In June 2020, DeFi protocol Compound released its COMP governance token and spurred demand for products that allowed people to lend, borrow, or swap assets without any financial intermediary. Many DeFi protocols use Ethereum's infrastructure, increasing the popularity of the network while also driving up congestion.
Transaction fees increase along with demand for the network. The more demand there is to process more transactions, the less available space there is for additional transactions to be included in a block. As a result, transaction fees go up. When more space is available, fees go down.
According to an earlier Decrypt report, there is more space available now because DeFi activity has waned. Glassnode wrote on June 7 that "the recent month has been a historically large decline."

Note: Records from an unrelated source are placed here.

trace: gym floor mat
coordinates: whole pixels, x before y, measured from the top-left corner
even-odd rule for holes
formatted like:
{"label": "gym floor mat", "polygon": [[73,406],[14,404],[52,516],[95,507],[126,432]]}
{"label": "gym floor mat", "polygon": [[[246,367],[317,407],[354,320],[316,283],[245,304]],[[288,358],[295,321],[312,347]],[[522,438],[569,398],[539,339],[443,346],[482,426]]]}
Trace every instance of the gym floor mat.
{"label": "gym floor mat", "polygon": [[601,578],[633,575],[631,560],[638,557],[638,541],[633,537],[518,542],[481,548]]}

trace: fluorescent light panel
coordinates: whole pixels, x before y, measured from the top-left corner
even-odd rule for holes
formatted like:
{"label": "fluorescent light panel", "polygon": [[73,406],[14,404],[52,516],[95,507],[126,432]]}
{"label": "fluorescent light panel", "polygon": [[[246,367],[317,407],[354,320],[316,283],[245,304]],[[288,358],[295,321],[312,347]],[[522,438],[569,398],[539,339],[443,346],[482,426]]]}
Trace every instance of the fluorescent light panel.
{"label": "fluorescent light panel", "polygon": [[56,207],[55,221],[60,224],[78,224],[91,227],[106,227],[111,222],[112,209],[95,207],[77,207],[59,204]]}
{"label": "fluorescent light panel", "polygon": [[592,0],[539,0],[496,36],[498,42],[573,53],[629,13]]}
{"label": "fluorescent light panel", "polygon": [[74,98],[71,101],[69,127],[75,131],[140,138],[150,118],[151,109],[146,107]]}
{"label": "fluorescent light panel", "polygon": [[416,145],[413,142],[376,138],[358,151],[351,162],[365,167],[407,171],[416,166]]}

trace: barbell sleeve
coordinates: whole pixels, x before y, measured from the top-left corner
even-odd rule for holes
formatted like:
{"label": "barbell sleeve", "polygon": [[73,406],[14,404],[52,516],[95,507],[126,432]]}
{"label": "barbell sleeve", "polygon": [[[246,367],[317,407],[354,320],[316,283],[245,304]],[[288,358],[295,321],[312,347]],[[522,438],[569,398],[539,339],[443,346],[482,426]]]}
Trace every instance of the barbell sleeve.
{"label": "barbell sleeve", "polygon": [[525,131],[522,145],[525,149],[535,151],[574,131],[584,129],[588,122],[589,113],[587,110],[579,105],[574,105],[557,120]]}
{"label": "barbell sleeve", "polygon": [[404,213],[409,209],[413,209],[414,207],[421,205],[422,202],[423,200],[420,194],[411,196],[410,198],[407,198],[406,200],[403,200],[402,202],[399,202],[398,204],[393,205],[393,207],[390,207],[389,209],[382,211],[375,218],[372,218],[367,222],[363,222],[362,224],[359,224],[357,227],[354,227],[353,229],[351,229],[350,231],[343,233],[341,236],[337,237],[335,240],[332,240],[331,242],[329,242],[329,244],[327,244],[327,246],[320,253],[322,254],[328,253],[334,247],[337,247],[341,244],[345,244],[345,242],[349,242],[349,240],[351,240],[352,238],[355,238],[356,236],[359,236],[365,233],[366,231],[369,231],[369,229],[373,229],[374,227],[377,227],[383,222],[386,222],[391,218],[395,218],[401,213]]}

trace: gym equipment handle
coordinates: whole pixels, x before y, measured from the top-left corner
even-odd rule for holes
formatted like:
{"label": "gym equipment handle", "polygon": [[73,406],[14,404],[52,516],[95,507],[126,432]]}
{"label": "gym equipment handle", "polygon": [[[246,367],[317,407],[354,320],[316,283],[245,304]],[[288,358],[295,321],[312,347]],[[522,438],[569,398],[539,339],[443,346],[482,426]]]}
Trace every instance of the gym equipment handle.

In June 2020, $1-2 billion in value was floating around on Ethereum-based DeFi protocols, per data from DeFi Pulse. That number, known as "total value locked" (TVL), has risen to over $50 billion today. But TVL was as high as $86 billion on May 11, the day after Ethereum reached an all-time high exchange price of $4,165 on May 10.
After Ethereum fell to below $2,000, the network's miners, who process the transactions on the platform, are being hit by a double whammy of lower fees and lower exchange rates.
Ethereum Price Is Expected To Reach These Levels
If the 200-day SMA support breaks for Ethereum price, it will drop to the $1.800 psychological level.